The collective income of the millions that are employed alongside the remittance have a huge impact on a small economy like Ethiopia. If we aren't mistaken the economy just doubled within the past five years and now stands close to $50 Billion. But also, Microsoft founder Bill Gates is worth $50 billion, but imagine this, if he spent $5 billion per year, five years from now he will be worth $25 Billion, We don't think Bill Gates would be happy with that. That means on average the Ethiopian economy was generating $5 billion additional worth of production per year for the past five years. If we are lucky enough like S.Korea, China, Taiwan, Brazil, by 2018 Ethiopia's Economy could be producing $75 billion or a Trillion Birr worth of goods and services. Unless we produce more and flood the market, we wont be able to afford much of anything.

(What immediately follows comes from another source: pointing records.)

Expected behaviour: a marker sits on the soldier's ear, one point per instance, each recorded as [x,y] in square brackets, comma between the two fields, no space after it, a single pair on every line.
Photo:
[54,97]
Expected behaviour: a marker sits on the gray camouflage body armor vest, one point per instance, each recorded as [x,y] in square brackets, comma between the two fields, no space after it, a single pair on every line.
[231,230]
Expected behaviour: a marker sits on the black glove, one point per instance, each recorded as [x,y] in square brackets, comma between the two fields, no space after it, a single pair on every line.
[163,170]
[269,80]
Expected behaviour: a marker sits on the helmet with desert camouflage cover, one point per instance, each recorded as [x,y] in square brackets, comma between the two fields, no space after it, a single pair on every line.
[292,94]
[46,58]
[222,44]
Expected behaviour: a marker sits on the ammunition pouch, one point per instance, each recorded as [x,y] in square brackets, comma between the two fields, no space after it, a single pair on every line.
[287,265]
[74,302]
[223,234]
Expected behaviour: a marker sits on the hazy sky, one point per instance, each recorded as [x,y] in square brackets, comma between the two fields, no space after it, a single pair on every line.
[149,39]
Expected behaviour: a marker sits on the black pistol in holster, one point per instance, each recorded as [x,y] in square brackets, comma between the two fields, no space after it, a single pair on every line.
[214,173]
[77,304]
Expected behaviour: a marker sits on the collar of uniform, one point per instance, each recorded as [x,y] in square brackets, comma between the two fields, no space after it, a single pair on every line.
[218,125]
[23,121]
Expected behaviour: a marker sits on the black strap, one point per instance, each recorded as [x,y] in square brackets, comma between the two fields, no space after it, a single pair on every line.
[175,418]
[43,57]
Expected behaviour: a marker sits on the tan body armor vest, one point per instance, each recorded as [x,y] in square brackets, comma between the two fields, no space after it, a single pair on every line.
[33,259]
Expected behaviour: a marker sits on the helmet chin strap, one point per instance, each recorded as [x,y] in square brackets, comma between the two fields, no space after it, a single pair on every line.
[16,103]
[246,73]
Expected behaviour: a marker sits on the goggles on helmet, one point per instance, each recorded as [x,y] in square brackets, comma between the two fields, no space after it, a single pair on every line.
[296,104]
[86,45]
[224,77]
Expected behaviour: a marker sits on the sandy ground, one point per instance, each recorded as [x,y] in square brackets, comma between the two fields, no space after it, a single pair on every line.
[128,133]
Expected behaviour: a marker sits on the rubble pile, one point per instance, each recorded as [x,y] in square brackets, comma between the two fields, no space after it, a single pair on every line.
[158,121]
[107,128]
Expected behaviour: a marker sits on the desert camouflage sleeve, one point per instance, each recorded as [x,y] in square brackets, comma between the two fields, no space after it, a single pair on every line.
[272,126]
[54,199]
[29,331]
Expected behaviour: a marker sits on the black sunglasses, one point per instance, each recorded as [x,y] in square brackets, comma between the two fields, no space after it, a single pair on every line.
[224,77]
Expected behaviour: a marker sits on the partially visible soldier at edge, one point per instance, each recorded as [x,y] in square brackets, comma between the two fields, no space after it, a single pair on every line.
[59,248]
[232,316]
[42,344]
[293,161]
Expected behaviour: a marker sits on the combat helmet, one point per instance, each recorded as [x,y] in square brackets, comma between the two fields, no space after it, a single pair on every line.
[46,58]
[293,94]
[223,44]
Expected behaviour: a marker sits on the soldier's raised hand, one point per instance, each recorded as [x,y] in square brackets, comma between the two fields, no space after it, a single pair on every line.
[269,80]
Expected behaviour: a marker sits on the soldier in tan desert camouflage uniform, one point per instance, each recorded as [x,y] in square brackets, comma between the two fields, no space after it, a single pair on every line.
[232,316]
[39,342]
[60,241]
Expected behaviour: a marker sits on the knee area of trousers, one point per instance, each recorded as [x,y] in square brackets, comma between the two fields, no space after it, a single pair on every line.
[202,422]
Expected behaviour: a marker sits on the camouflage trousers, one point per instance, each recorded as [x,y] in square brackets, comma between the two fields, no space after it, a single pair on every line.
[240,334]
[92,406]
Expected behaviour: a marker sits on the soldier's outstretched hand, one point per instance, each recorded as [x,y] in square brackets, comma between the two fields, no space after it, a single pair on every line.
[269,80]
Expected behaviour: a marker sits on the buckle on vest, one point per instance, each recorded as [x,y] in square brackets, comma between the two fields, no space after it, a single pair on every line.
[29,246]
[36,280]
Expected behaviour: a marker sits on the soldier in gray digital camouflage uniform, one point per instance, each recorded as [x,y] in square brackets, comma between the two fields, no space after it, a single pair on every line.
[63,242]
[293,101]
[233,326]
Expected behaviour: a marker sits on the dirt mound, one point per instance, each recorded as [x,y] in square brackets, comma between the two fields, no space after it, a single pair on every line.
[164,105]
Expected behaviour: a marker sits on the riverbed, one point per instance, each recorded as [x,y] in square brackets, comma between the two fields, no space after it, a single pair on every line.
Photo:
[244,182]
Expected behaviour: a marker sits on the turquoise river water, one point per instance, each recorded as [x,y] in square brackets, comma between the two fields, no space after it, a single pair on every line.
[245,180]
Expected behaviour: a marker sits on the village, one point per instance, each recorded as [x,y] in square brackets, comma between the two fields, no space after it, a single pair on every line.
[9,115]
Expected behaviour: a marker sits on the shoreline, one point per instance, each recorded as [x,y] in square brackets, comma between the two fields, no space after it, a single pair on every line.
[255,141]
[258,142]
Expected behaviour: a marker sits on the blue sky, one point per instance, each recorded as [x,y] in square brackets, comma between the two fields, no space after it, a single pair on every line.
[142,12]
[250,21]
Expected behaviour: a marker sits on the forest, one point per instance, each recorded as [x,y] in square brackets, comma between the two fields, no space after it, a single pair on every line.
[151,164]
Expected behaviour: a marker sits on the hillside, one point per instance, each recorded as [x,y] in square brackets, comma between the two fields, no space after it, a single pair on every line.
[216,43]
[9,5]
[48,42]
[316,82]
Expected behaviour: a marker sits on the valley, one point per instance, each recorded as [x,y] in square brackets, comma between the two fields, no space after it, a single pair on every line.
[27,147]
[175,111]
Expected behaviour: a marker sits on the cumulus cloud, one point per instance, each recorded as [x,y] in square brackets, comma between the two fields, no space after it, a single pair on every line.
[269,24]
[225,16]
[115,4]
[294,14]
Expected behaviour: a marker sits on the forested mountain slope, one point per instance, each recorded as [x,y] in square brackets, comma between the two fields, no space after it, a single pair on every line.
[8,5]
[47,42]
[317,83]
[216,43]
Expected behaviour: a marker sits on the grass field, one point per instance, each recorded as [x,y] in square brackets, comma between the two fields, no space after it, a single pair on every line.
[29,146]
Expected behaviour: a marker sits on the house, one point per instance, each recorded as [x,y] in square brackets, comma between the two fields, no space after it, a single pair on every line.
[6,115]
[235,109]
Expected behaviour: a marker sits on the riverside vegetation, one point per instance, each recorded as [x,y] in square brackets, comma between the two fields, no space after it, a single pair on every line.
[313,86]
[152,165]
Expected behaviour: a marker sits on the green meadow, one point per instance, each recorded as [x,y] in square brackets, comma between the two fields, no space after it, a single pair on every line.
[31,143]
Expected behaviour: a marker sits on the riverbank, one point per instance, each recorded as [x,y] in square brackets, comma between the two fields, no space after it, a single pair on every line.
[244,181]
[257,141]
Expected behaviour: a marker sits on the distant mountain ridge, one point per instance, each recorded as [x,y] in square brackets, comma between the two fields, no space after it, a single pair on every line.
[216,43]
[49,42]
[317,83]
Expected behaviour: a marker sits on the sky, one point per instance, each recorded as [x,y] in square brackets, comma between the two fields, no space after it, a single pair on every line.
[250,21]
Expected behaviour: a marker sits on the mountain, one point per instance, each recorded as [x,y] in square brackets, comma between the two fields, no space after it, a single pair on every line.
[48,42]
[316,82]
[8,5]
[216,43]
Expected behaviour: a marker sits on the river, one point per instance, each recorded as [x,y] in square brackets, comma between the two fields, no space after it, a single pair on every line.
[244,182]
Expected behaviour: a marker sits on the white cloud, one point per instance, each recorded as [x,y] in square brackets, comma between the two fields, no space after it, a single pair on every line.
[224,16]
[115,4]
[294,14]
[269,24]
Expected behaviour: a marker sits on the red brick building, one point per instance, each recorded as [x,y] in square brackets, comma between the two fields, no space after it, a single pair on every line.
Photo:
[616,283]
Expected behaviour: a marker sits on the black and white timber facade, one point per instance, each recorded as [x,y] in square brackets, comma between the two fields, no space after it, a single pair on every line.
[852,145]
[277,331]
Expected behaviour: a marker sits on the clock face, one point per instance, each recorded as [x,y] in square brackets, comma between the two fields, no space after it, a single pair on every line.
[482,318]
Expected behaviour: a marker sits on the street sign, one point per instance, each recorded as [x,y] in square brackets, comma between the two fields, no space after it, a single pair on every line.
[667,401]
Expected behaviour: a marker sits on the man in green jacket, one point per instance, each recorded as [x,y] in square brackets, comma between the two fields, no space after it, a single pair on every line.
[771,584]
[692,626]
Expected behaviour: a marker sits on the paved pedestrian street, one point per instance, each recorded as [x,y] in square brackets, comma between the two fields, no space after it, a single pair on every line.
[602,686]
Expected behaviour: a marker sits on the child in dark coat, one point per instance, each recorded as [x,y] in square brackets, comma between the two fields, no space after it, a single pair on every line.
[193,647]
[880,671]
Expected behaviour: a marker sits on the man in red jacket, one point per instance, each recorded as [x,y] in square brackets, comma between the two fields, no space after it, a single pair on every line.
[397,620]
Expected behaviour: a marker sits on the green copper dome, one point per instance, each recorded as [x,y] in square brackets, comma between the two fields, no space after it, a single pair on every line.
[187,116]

A classic example is cement, when we left Addis Ababa in 2002, a bag of cement was no more than 50 ETB. As soon as the country began building the necessary infrastructure to accommodate a modern economy the price of cement hit the roof to 500 ETB. We also recall there were only 3 state owned cement factories that couldn't satisfy demand. Today there are 15 more cement factories flooding the market, when the newest factory was inaugurated in February 2012, the price of cement collapsed to 160 ETB. To us, it seems like the Ethiopians are demanding a lot of stuff but aren't yet producing enough to satisfy the demand that exists. Too much money for a small economy chasing few goods. Classic definition of inflation we would say.